¡Ya pa’ qué!

¡Ya pa’ qué!

Marzo 28, 2018 - 11:45 p.m. Por: Paola Gómez

Se demoraron mucho. El uno, por medirse en una consulta que resultó una camisa de fuerza y que le costó un ojo de la cara a la Nación ($40.000 millones), cuando pudo haberse hecho el 11 de marzo, como todas las demás. Y el otro, por pensar que con la alianza con sus dos coequiperos, y su designación como candidato ya tenía la tarea hecha. Y que, además, el que las primeras encuestas lo pusieran en segunda vuelta era suficiente para creer que podría ser Presidente.

Se durmieron en los laureles. Creyeron, ambos, que esto se ganaba con palabras bonitas. Dejaron que avanzaran por su derecha y su izquierda competidores con discursos más consistentes, que apelan a los sentimientos primarios de un país al que se le conquista hablándole de miedo y de injusticia.

Pensó el uno que su figura de estadista, su trabajo sacrificado por la paz (a costa, de la pérdida de su poco caudal político), su talante de señor y el ser de los pocos de mostrar en su desgastado partido eran atributos seductores para un electorado que, según todas las encuestas, increíblemente no se conectó con él. Ni porque se tomara todas las ‘polas’ del mundo en la calle. Ni porque tuviese una buena campaña en redes sociales.

El otro, en tanto, pensó que su ADN de intelectual, su gestión reconocida como administrador público, su imagen fresca, su cercanía con un electorado académico, así como su vicepresidenta combativa y vehemente, lo ponían en la cima. Increíble, el matemático no calculó que sus posturas tibias terminarían siendo su talón de Aquiles. Sumémosle que la exitosa anti campaña del ‘ni ni’ lo descolgó en las mediciones. Algo de soberbia le asiste a las causas del por qué se desinfló.

Nada qué hacer. Olvidaron, ambos, que en este país se dan pocos milagros. Que dividir es más fácil que sumar. Que la Colombia del pos acuerdo y el pos plebiscito no quiere poetas, ni educadores, sino caudillos mesiánicos.

Hoy, después de un mentado café que tuvieron que haberse tomado hace rato (¡ya pa’ que!) y muchas frases de cajón, lo único claro es la incertidumbre.
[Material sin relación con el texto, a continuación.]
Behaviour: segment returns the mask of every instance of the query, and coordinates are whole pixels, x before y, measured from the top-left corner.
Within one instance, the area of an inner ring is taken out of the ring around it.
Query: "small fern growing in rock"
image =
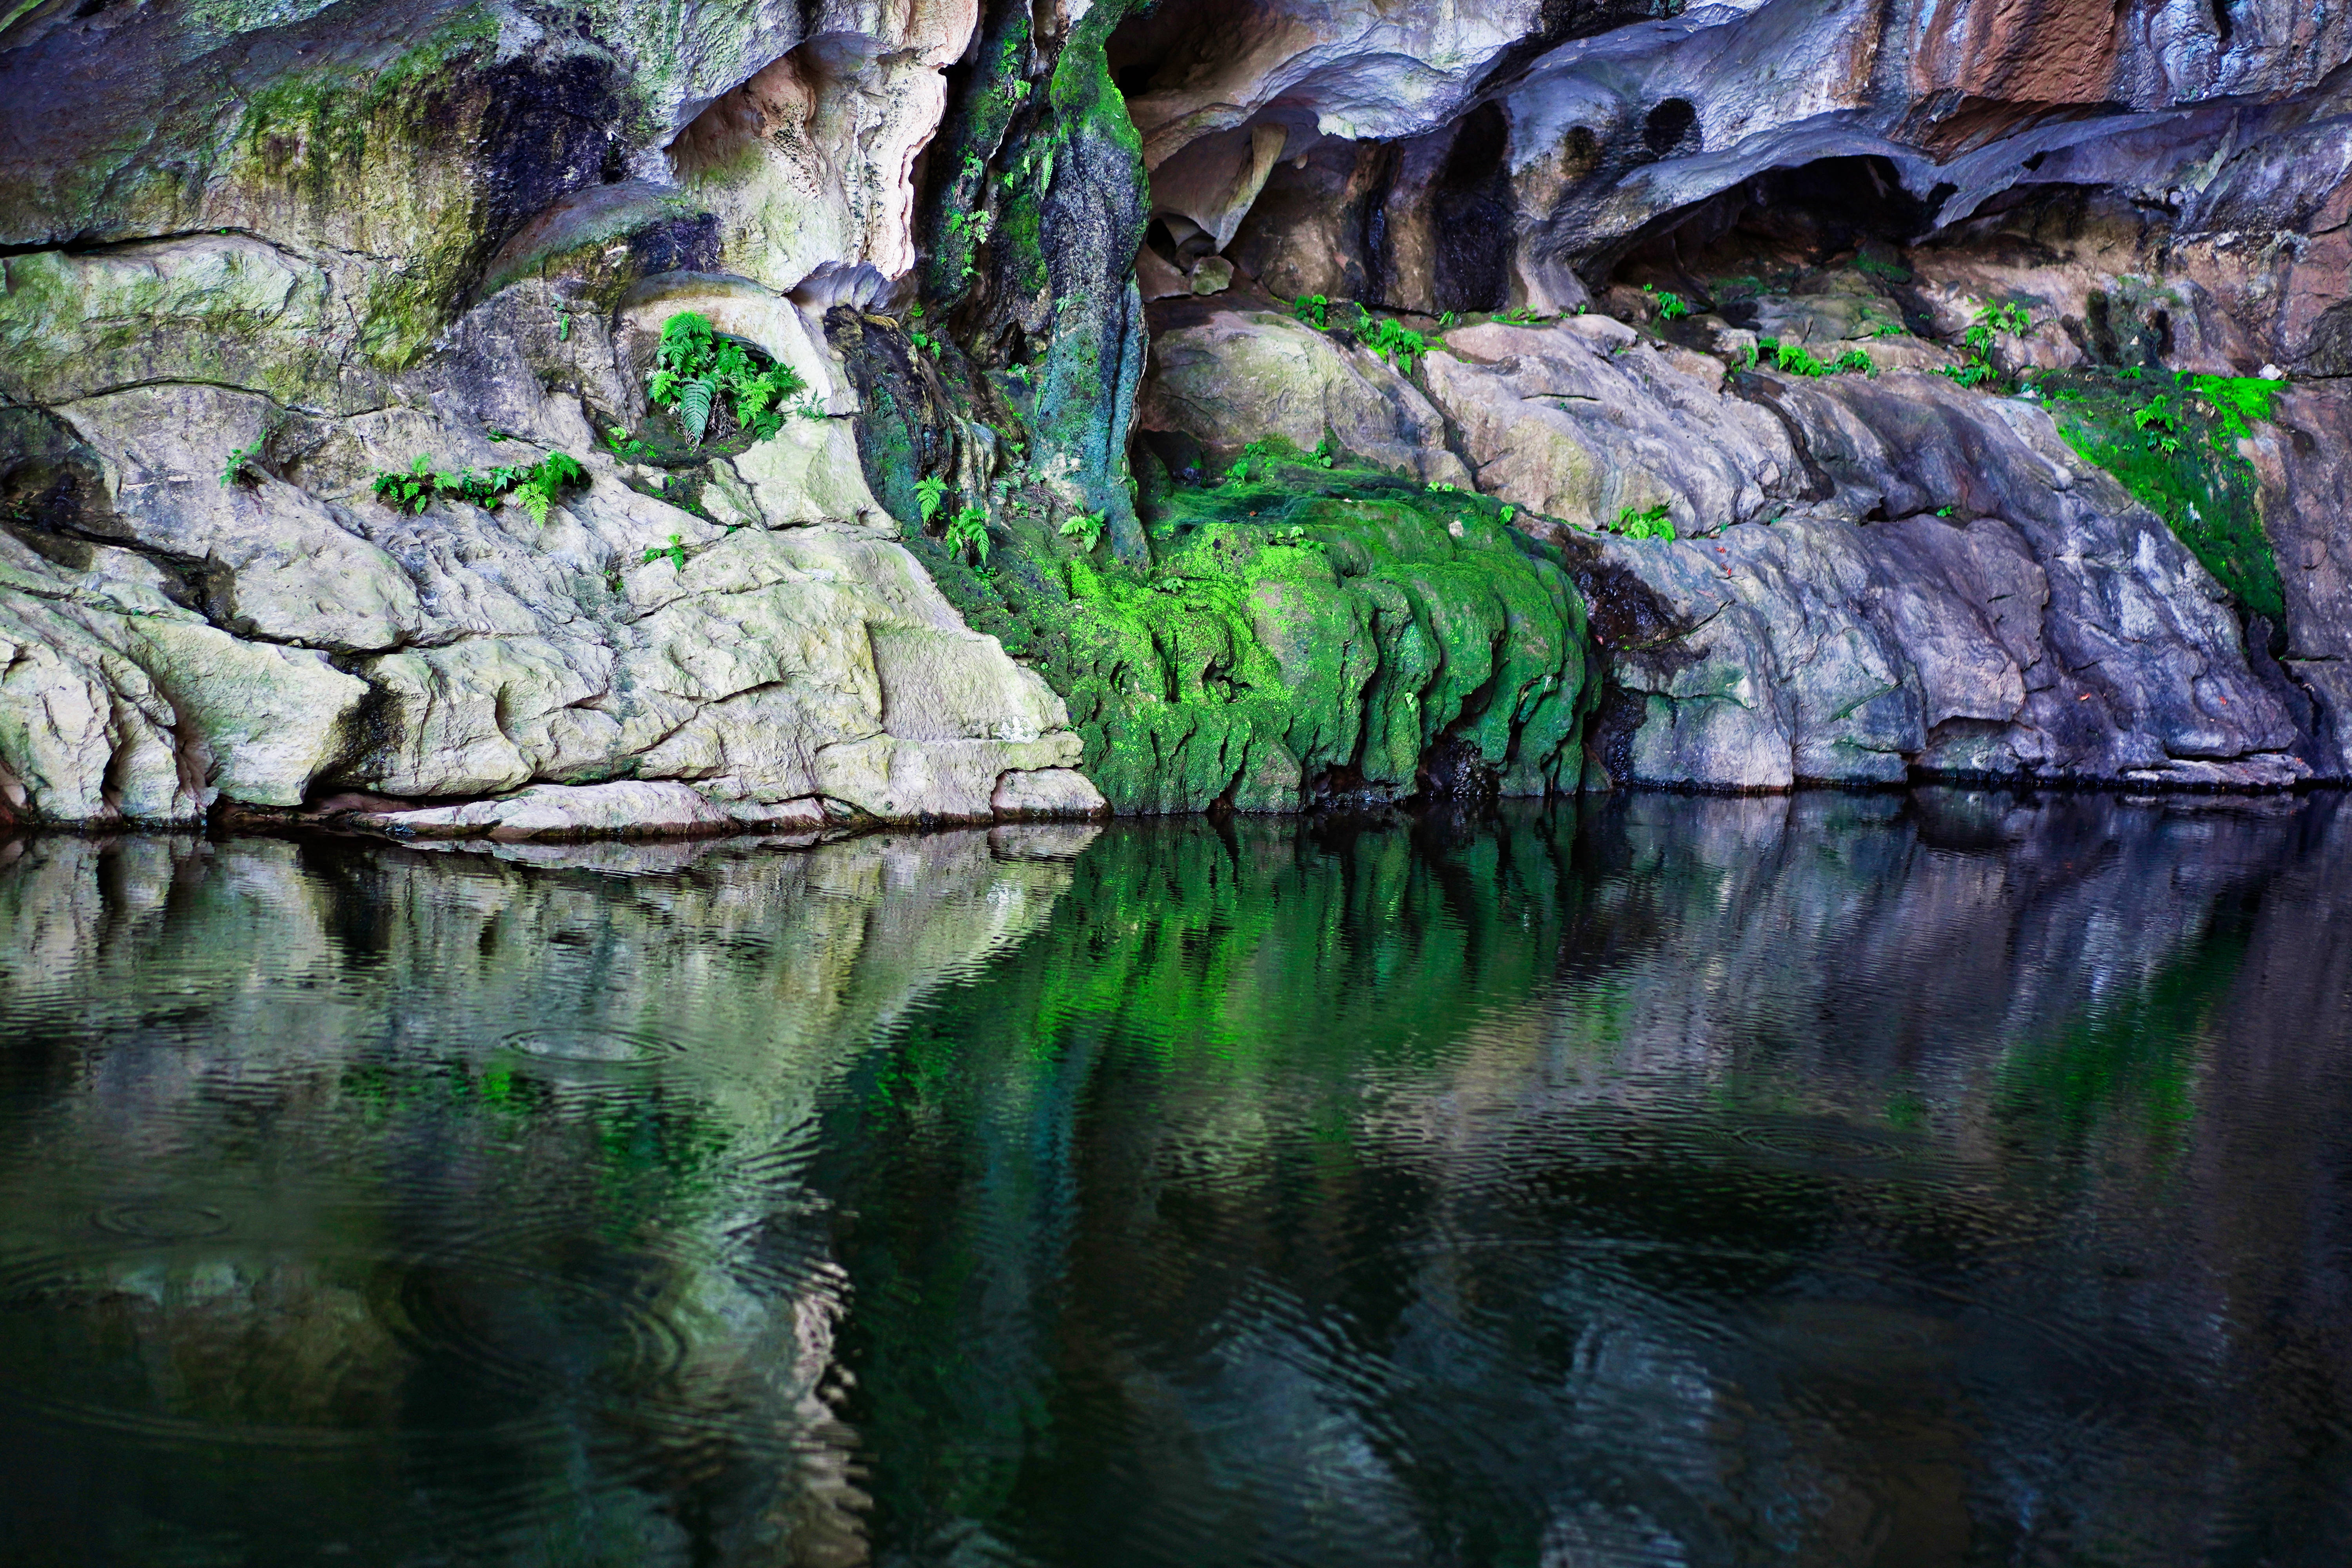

Y en mi caso, la resignación de quien irá hasta el final con el uno, así sepa que ni con él ni con el otro va a llegar a ningún Pereira. Ya fue mucha gracia el triunfo de Antanas.

Siento decirles al uno y al otro que perdieron por malos candidatos. Por no saber enamorar al país. Por ingenuos. Ya es muy poco lo que pueden hacer para detener al puntero del exitoso padrino.

Al final aguardo porque esta columna solo sea un mal sueño. Y que la noche del 27 de mayo celebre que haya segunda vuelta, porque el uno y el otro, resuelto el vericueto jurídico, convencieron a un montón de gente que como yo no se identifica con el que va de primero, ni con el segundo. Padre mío, escucha esta plegaria y recuérdanos que los milagros, y más en política, sí existen.